Thriller: Jackson's songwriters dancing on his grave (on their way to the bank)

A few years ago, the Irish Independent wrote about Gerry Rafferty, a one-hit wonder whose 1978 song "Baker Street" makes him more than $150,000 a year in royalties, penny by penny, each time it's played on the radio. And that song was mostly cool in the confines of Britain. Appeal to a wider audience and the take increases: Don McLean's "American Pie" reportedly nets more than $418,000.

Write a song that taps into the American zeitgeist -- say, one that becomes the theme song for a national mourning, as Elton John accomplished upon Diana's death with "Candle in the Wind" -- and a songwriter can start drawing up plans for additional summer houses. Maybe three or four of them.

Michael Jackson's songwriters will never write another note for him, but the windfall will continue for years. They never have to work again.

ASCAP, one of the three main music licensing companies, estimated in 2007 that a single song on an album would pay out 9.1¢ per sale, or a total of $9,100 on sales of 100,000 physical CDs alone. Use a song one time on a TV show and ASCAP estimates the price at $6,000 to $10,000, and if the performance is released on video (you just know the tribute concert will be), more money is in store.

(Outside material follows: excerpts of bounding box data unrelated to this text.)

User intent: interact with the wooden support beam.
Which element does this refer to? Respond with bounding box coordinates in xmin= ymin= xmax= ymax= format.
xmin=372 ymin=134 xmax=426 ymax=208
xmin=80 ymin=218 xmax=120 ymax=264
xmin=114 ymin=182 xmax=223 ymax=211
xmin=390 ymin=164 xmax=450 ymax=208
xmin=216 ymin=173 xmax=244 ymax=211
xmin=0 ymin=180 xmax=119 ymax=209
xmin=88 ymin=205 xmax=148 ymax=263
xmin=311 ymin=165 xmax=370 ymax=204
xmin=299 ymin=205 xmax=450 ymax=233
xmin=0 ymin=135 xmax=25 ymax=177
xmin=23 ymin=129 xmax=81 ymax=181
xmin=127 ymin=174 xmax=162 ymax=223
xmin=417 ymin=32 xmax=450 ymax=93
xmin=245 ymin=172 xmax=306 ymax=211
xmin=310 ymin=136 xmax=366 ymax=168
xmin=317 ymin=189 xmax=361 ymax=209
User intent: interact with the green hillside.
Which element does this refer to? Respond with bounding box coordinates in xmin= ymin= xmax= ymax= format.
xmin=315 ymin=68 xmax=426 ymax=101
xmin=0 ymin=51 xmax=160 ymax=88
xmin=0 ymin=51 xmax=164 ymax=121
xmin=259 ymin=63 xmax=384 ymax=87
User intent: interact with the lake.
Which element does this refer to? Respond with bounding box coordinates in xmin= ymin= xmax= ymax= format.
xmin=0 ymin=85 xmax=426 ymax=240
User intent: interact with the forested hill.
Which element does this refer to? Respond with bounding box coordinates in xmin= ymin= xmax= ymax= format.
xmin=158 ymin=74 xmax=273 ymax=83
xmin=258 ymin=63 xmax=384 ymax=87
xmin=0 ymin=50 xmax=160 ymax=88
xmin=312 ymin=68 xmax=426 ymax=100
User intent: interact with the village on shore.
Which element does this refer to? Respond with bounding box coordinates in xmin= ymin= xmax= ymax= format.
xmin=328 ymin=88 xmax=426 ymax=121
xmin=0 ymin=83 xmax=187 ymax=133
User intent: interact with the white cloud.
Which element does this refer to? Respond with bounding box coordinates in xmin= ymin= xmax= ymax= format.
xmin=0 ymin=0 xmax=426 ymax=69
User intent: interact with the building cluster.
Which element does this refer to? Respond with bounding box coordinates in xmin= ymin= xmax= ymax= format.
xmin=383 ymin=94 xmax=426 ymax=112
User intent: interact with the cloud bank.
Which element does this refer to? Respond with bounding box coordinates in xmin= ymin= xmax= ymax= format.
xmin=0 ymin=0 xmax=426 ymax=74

The day after his death, 10 of the top 15 albums on Billboard were Michael Jackson's. He sold 800,000 copies last week, twice the figure of 422,000 the week before. When retailers ran out of physical CDs, fans turned to the Internet: Individual song downloads stood at 6.2 million, according to Nielsen SoundScan and the L.A. Times. Verizon Wireless said half of the top 10 downloaded song's were performed by the Gloved One.

Estimations of any one writer's royalties are based on general wisdom, but that will have to do, since songwriters working at high levels might often negotiate their own deals. Each track is sliced a different way, with percentages deducted from percentages between publishers and writers, distributors and producers, but a reasonable estimate that many observers make is that songwriters make about 8¢ each time a typical song is performed publicly on the radio.

It's hard to put a firm royalty number on any one Jackson song because stations are playing so many, but Entertainment Weekly reported that for the last week of June, incidence of his songs had soared 1,735%.

Newcomers without strong inroads into the pop world usually fetch about 10% of the royalty fee, but if you're a big player, like U2's Bono, you can negotiate up to 25%.

If a writer supplied work on more than one track, as many Jackson collaborators did, you can multiply the figure by however many songs they wrote for a given album, split between co-writers for that track.

MJ wrote, or most often co-wrote, many of his own songs, so his share will go back to his estate -- say goodbye to that reported $400 million debt. Then consider the song list for Dangerous. You'll see a bunch of other names listed, including Teddy Riley, Glen Ballard, and Bill Bottrell. You may not know those names, but because Jackson worked with them to create the album, they'll get a cut, too.

Look at "Gone Too Soon." The cut, originally dedicated to young AIDS victim Ryan White, stands out as the only song on Dangerous that wasn't co-written by Jackson or one of his team. When it was chosen for inclusion on the album, which sold more than 32 million copies since its release in 1991, it must have been like winning the lottery for its writers. But when it was movingly re-appropriated by Usher at MJ's Staples Center tribute, it was like winning the Megaball. (It's worth noting, too, that by singing it on TV and radios around the world, Usher was putting a little more cash into the Jackson piggy bank. You're welcome, Paris, Prince Michael, and Blanket.)

Its composer, Larry Grossman, is better known as a Broadway writer whose biggest hit was the Peanuts musical Snoopy, but who also wrote for "The Muppet Show" and also for several short-lived shows such as A Doll's Life, Minnie's Boys, and Grind.

"Gone too Soon," co-written with lyricist and fellow TV vet Buzz Kohan, is in essence a show tune that was given a pop gloss and released to the world. Given Jackson's untimely death, it's become the anthem for his passing; the "Candle in the Wind" for the begloved royalty. Except this time, no one had to change a word to fit the occassion.

Even though Grossman and Kohan only wrote one Jackson song, it happened to be a particular bonanza.

For songwriting, profits are in the aggregate. Those pennies add up fast. If radio and TV are pumping out wall-to-wall Off the Wall, as has been the rare case these past two weeks, songwriters start watching their royalties scream ever higher.

For a lucky few, there's been a real golden lining in that one glove.